Michael Hardy Blog, News & Updates

What does ‘let agreed’ mean?

15 January, 2015

Finding a property will always be a daunting process, whether you're looking to buy or rent. There are, of course, big benefits to both, but the processes also differ greatly - and this is something both landlords and prospective tenants must consider carefully.

Renting is often seen as the simpler of the two routes to take, but that's not to say it doesn't still have its fair share of specialist words and phrases. 'Let agreed' is one that pops up pretty regularly here, and it's something that you'll need to understand if you're to navigate the market successfully.

One big step

When you're after somewhere new to live, it pays to bear in mind that your dream property is out there somewhere - it's just a matter of time (and maybe a little bit of professional help) before you find it.
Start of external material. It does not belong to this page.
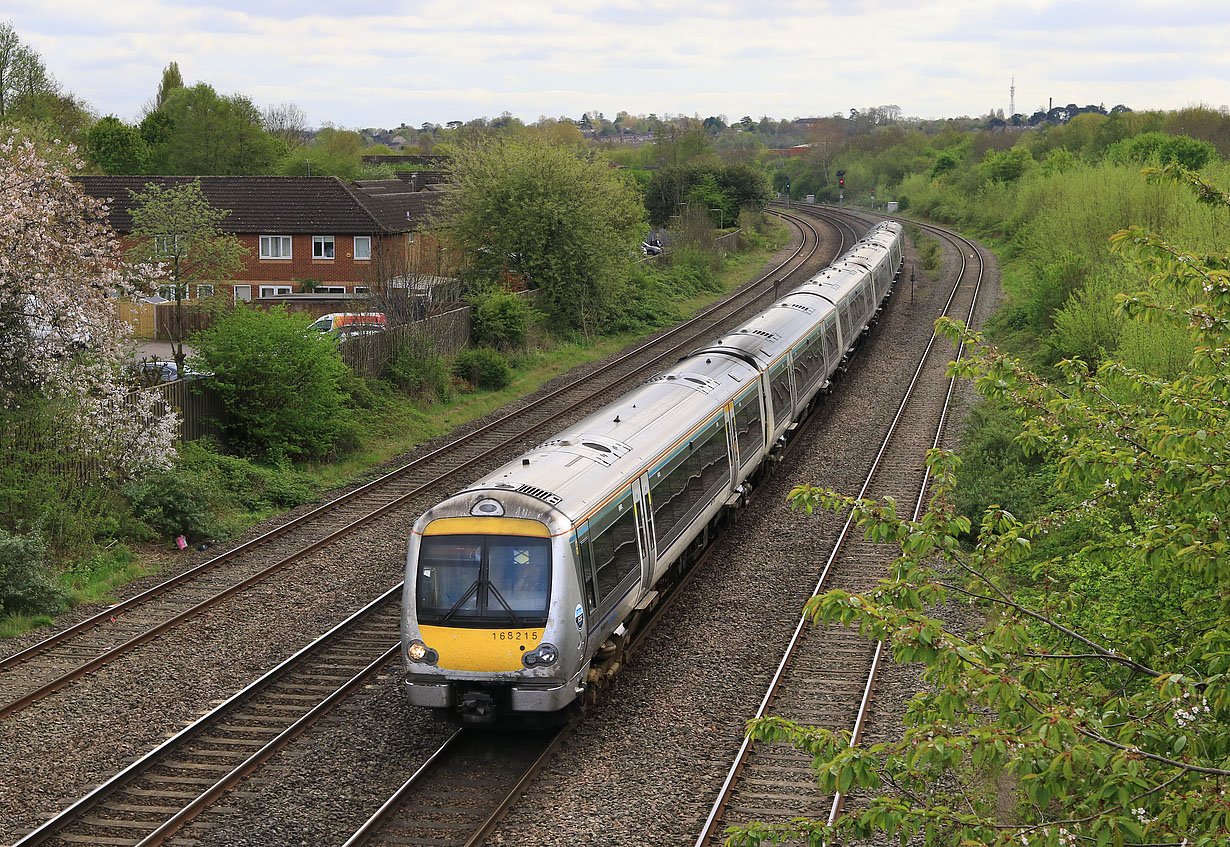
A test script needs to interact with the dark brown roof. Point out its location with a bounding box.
[76,176,437,235]
[349,183,440,232]
[395,171,451,191]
When you do, and you've made your final decision, you'll want to put a deposit down as soon as possible to get the ball rolling. Once this sum has been paid, and the application has been conditionally accepted by the landlord, the let has been 'agreed'.

This means the property is no longer available to others, but the deal is still yet to be fully completed. As soon as things reach this stage, any signs and web advertisements will usually be updated to ensure no more offers come through.

It's not over yet

This initial agreement should be seen as a big step forward for all involved, but there are still things to sort. Any responsible landlord will want to make sure their soon-to-be tenants are suitable and trustworthy, and doing so involves making a number of important checks. Referencing, as this part is known, gives the property owner a chance to learn a bit more about you before everything is finalised.

At this point, your financial situation will be considered carefully to ensure you'll be able to afford the rental costs - this involves looking at your credit score and income-to-rent ratio. Your general employment status and history will come into this too, with most agencies and owners looking for tenants with permanent, full-time roles.

Information is also likely to be sought from employers and previous landlords, who should be able to confirm your suitability. This is why it's always good to leave rented properties on good terms.

Your deposit(s)

There are two types of deposit you may pay when renting a property: a holding and a security deposit. The former is required to take it off the market, and is a guarantee that it will be let to you providing all of the checks go smoothly. The latter is paid in case you damage the property or incur any charges. The two can also be merged together.

If the let is agreed conditionally but something on the landlord or agency's part prevents you from going ahead, you may well be entitled to receive a full refund. If you pull out yourself, however, your rights may be affected; this will depend on the terms and conditions of your initial agreement, so always read them properly.

The 'let agreed' stage of the process can be an anxious one for both parties. To ensure things go smoothly, go through all paperwork with a fine-tooth comb and raise any questions you have - however big or small - with your agency's professionals.